Zum Ende des Krieges wurde das deutsche Reich de facto nicht vom Kaiser oder seiner Regierung, sondern von der Obersten Heeresleitung (OHL) unter Paul von Hindenburg und Erich Ludendorff in der Art einer Militärdiktatur regiert.

In weiten Kreisen der bayrischen Bevölkerung wurde die Politik des preußischen Obrigkeitsstaats als eine der Hauptursachen für den Krieg betrachtet. Dem bayerischen König Ludwig III. wurde vorgeworfen nur ein Parteigänger des Kaisers zu sein. Dadurch verlor der schon zuvor unbeliebte König, der sich nach Ansicht der Bevölkerung 1913 zu Unrecht vom Prinzregenten zum König gemacht hatte, nach dem Eingeständnis der Kriegsniederlage durch die Oberste Heeresleitung (OHL) die letzte Autorität und Loyalität in Bayern.

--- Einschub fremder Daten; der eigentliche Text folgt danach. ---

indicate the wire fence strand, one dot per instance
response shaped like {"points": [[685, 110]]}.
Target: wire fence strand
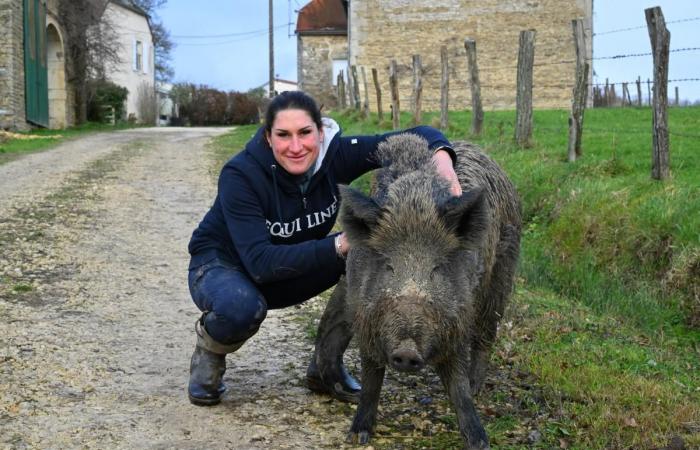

Die OHL hatte erst Ende September 1918 die deutsche Niederlage im Weltkrieg offiziell eingestanden, obwohl sie die Lage schon im August als aussichtslos eingestuft hatte. Ende Oktober sollte die Hochseeflotte trotzdem noch zu einer aussichtslosen Entscheidungsschlacht auslaufen. Die Matrosen weigerten sich, sich so kurz vor dem ersehnten Kriegsende auf eine Selbstmordmission zu begeben.

Am 29. Oktober meuterte im norddeutschen Wilhelmshaven die Besatzung der Kriegsflotte und wenig später kam es in Kiel zum offenen Aufstand der Matrosen, die die Stadt bis zum 3. November in ihre Gewalt brachten. Während des Aufstands wurden Soldaten- und Arbeiterräte gebildet. Der Erfolg der Matrosen breitete sich in kurzer Zeit in ganz Deutschland aus und führte zur Novemberrevolution.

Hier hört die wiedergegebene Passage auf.